Oh, and it was going to be interesting since even Oliver Hayes accepted the invitation. I did my best to convince Evelyn to forget everything and try to view him as a potential friend. Men aren't usually relationship wise, but that doesn't mean they're bad people in general. That night I learned that I was right about that, about Oli.

He's usually a little awkward in school, we always thought it was because of Evelyn. Darcy had told me that they talked a few times, about football, mostly. But that night he let go a little and I realized he's actually hilarious. He says the dumbest things and he laughs at literally anything, I thought that's my kind of friend, but he was still reserved when it came to his personal matters and feelings. He acted a lot like Luke for quite some time.

Damn, I can't seem to stop talking about Luke.

By the time he arrived, I couldn't be more nervous. During the time he took to slowly walk up the stairs to the apartment I rushed to the bathroom, applied a little more lipstick and went back to the kitchen to casually lay against the counter as if I had always been there.

When he walked in and approached me to say hello, I was immediately drugged by his cologne.

"Where were you?" Alex asked. Oh dear.

"I was playing football" he said, blunt.

I breathed. Wait, football? No girl?

And he smells this good after sweating?!

I like him so much, fuck.

Everything was fine, better than I could've planned for. We even went for a walk around the city at two in the morning to try and find ice. The bond was almost instantly. We all got along so well, it made me feel really comfortable. I hadn't felt like that in a long time.

I guess this is the moment when I start an inner monologue about my life story and why I am the way I am. Here I go.

I had friends. We were like family. And, as expected, I was in love with one of them. Everyone had their someone in the group, and Jack was mine. I was fifteen when I met him and I fell in love almost immediately. The thing is, he was the kind of guy to appear extremely charming and likeable when you first meet him, but then you realize he's actually very manipulative and selfish. He always knew I loved him, and he loved it. So he used me for like three years.

My friends?
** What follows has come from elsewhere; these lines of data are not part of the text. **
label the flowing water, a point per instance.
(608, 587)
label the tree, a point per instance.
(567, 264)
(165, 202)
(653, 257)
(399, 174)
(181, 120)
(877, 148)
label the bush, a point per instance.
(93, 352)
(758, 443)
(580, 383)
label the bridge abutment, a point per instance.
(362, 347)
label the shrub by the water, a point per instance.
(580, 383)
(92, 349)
They all knew, of course. They were aware of how fragile I was, but that didn't soften their treatment at all. They made me feel like I was the most useless and replaceable thing in the world. I was so depressed, I still am. I thought so often about ending my life, I even tried once. But after three years of that, I got away from that people. Of course I made other friends along the way, but I never had this sense of belonging again. Not until now.

Suddenly, I was lying in bed after a long night of beer and pizza and laughs and inappropriate jokes. I thought it felt nice.